14 Jan 2017
Seville Season
One of the really satisfying aspects of preserve making is the rythmic seasonality of the work.
As soon as the Christmas mayhem is put behind us we turn our attention to the first preserve making opportunity of the new year. Whilst we always like to include a foraged ingredient in our products, there is a noticable absence of native citrus fruits in the UK, so we have to rely on the annual influx of Seville Oranges as the core ingredient for our production.
Seville Oranges, as the name suggest, come from Spain. Back in their native country these fruit are mainly seen as a decorative plant and its only us mad Brits who seem to have developed a seemingly unique tase for the sharp tangy flavour which forms the basis of our marmalades. If I think about it, I dont recall ever having ever seen a marmalade on a breakfast table outside the UK - but their loss is our gain.
The first week of January usually involves a trip to the Birmingham wholesale market where 20kg trays of these orange orbs of loveliness are purchased and then lovingly transformed into that translucent golden spread which turns a humble slice of toast into a mouthwatering treat.
To achieve the best results we tend to go for the manual approach to preparation, hand slicing the peel into wafer thin strips and soaking for 24 hours. Then its pressure cooked before hot sugar is added to reach the magic setting point as fast as possible, a speed which keeps all that amazing flavour alive and well in the end result.
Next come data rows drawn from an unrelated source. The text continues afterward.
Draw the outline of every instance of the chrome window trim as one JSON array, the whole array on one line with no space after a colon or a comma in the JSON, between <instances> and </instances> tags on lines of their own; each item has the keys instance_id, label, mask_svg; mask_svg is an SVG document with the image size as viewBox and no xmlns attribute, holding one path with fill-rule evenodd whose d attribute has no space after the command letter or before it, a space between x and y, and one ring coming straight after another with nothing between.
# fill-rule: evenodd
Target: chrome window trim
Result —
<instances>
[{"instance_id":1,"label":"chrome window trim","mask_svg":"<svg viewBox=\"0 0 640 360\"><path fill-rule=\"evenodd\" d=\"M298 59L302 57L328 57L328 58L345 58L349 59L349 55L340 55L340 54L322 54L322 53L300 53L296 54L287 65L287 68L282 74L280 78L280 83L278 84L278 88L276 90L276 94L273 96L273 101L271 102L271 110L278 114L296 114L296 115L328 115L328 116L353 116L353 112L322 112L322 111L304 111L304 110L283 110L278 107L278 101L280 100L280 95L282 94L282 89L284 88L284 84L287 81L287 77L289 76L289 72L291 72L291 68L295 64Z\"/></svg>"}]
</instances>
Today the first five batches of open pan artisan marmalade were made. This time we including a generous shot of Sloe Whisky just before bottling to create what has to be one of our most popular marmalades. The hint of whisky is a traditional addition to marmalade, but given our desire to explore the foraged dimension, the unique undertones of sloes gives it an added depth of interest. But don't take my word for it, the product won silver in the 2015 Mararmalade Awards.